Thursday, October 7, 2010
I will never forget baking bread with my friend Betsy for the first time. In the first crucial step of the bread recipe, we added a packet of yeast to a bowl of warm water. When the yeast began to bubble, she shrieked, "That is so cool!"
Even cooking enthusiasts view the bread making process as arduous and obtuse. However, leavened bread (that is, bread that rises) follows a simple template. The primary ingredient is yeast. Yeast is an everyday term for several common strains of unicellular fungi that feed on carbohydrates, creating the gaseous byproduct that causes bread to rise.
Active Dry Yeast is commercially produced en masse; it comes in packets and jars. I used this magic ingredient for several years in bread recipes until a recent radio program, The Splendid Table, introduced a question that should have been obvious to me. Before yeast packets, how did bakers make bread rise?

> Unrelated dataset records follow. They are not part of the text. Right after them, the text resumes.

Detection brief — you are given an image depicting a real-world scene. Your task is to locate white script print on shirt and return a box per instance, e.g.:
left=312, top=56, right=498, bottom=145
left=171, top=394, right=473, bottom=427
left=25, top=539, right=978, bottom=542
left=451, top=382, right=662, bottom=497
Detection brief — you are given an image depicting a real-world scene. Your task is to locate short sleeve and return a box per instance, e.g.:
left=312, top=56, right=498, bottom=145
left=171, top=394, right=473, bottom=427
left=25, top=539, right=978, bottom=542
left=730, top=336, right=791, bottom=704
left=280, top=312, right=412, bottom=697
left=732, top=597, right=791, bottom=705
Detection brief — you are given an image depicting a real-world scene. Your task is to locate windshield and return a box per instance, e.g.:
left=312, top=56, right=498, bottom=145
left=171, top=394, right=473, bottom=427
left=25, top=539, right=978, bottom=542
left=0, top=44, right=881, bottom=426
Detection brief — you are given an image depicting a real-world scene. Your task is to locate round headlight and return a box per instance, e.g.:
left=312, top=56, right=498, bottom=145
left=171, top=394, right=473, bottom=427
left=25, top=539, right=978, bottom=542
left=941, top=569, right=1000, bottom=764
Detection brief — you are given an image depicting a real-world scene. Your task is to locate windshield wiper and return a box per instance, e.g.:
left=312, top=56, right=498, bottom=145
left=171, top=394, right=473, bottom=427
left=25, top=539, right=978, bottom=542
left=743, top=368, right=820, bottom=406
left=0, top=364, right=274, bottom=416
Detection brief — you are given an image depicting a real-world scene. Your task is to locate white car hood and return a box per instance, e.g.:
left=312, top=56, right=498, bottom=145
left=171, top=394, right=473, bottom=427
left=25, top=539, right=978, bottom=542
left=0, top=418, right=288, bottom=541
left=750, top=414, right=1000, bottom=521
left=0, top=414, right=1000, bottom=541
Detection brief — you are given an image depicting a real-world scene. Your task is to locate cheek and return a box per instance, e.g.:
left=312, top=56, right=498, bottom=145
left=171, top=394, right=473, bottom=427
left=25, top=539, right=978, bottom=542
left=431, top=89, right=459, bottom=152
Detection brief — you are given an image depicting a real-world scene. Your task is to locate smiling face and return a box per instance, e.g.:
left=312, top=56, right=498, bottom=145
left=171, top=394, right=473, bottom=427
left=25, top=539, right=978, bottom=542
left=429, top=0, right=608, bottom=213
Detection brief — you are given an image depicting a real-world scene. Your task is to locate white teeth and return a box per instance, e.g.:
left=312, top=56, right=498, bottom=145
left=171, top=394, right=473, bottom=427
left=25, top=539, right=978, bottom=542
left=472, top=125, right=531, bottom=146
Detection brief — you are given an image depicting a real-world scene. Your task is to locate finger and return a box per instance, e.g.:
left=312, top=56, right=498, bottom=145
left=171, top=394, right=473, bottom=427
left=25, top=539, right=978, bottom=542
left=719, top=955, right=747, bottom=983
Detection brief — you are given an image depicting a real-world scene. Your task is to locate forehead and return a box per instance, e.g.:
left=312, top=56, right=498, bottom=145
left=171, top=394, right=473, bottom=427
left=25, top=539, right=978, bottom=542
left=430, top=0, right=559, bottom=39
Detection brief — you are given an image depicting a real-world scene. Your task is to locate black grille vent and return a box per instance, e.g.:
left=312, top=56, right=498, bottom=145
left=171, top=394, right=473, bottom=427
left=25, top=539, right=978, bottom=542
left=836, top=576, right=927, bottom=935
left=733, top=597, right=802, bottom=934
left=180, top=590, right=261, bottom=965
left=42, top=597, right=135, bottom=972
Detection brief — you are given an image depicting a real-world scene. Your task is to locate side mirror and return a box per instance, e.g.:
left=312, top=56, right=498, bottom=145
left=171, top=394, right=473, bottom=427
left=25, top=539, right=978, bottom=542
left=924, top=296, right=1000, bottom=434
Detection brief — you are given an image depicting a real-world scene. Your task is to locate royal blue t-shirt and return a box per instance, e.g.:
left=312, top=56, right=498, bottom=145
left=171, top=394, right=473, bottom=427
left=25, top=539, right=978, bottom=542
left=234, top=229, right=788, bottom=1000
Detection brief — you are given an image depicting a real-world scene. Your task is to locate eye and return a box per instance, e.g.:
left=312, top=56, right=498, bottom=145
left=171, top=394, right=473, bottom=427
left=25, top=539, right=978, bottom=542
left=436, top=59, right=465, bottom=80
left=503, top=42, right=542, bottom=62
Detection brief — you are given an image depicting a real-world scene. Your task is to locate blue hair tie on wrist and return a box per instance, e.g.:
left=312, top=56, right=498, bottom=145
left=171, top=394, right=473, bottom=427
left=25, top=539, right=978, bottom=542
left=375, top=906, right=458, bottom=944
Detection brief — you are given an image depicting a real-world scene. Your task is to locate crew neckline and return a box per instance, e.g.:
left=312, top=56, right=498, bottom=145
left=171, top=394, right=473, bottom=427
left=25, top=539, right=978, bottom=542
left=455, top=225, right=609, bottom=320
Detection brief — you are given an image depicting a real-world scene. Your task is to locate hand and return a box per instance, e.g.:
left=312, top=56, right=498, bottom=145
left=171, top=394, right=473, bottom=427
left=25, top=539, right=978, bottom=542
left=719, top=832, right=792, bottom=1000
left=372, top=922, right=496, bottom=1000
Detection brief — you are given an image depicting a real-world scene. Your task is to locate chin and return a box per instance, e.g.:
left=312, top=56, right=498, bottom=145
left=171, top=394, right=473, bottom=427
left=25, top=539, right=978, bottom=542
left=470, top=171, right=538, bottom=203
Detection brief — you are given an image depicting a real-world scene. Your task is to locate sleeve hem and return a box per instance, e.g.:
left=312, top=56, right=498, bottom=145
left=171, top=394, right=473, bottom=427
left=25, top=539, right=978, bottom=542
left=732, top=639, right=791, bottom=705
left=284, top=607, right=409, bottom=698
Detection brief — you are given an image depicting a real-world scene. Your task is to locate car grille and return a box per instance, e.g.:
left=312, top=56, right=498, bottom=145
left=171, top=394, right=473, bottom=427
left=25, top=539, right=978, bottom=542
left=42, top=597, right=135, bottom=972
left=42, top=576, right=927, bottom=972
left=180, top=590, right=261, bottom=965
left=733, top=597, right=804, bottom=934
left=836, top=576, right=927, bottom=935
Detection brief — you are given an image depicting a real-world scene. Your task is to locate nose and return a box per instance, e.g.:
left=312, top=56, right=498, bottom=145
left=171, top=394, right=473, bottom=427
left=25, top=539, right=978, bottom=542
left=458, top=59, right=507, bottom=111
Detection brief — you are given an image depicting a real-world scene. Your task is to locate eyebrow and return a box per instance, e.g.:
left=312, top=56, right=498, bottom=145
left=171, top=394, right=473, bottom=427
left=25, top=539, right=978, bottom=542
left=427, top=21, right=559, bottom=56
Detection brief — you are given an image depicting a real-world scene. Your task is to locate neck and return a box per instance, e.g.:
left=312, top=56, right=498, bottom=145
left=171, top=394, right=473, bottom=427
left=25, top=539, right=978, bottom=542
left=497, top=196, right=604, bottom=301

Ken Albala, a guest on The Splendid Table and author of The Lost Art of Real Cooking, explains that yeast occurs naturally in the environment. "This is the simplest thing to do," he says. "Put out some food, and the babies find it. They like to eat flour. Simple as that." Albala boasts that using wild yeast to make bread results in a better texture and flavor. Just as the flavor of cheese is distinct based on the region in which the cheese is produced, the type of yeasty fungi varies based on location. This isn't harmful; rather, it is essential to the bread making process.
This week, I tried Albala's method. I obtained a large glass bowl and made a "sludge" of about 1c. Organic Rye Flour and 1c. Water. I left this mixture on the counter, uncovered, for 24 hours. Then, I added more Rye flour and water, mixing these ingredients so the sludge maintained its consistency. I covered the bowl loosely with a towel. I repeated this step once a day for three days. Every few days I would transfer the mixture to a clean bowl, in order to avoid mold growth. Day by day, I noticed an increasing amount of bubbles appearing in the flour and water mixture.
Yesterday evening, I added more flour and water. This morning, I noticed the bowl of yeast had doubled in size! Albala's advice worked. I trapped fungi from the environment and created a natural yeast. Though this yeast works more slowly than yeast from packets, it promises to produce unique and especially flavorful bread.
I'm making bread this weekend. I'll let you know how it turns out.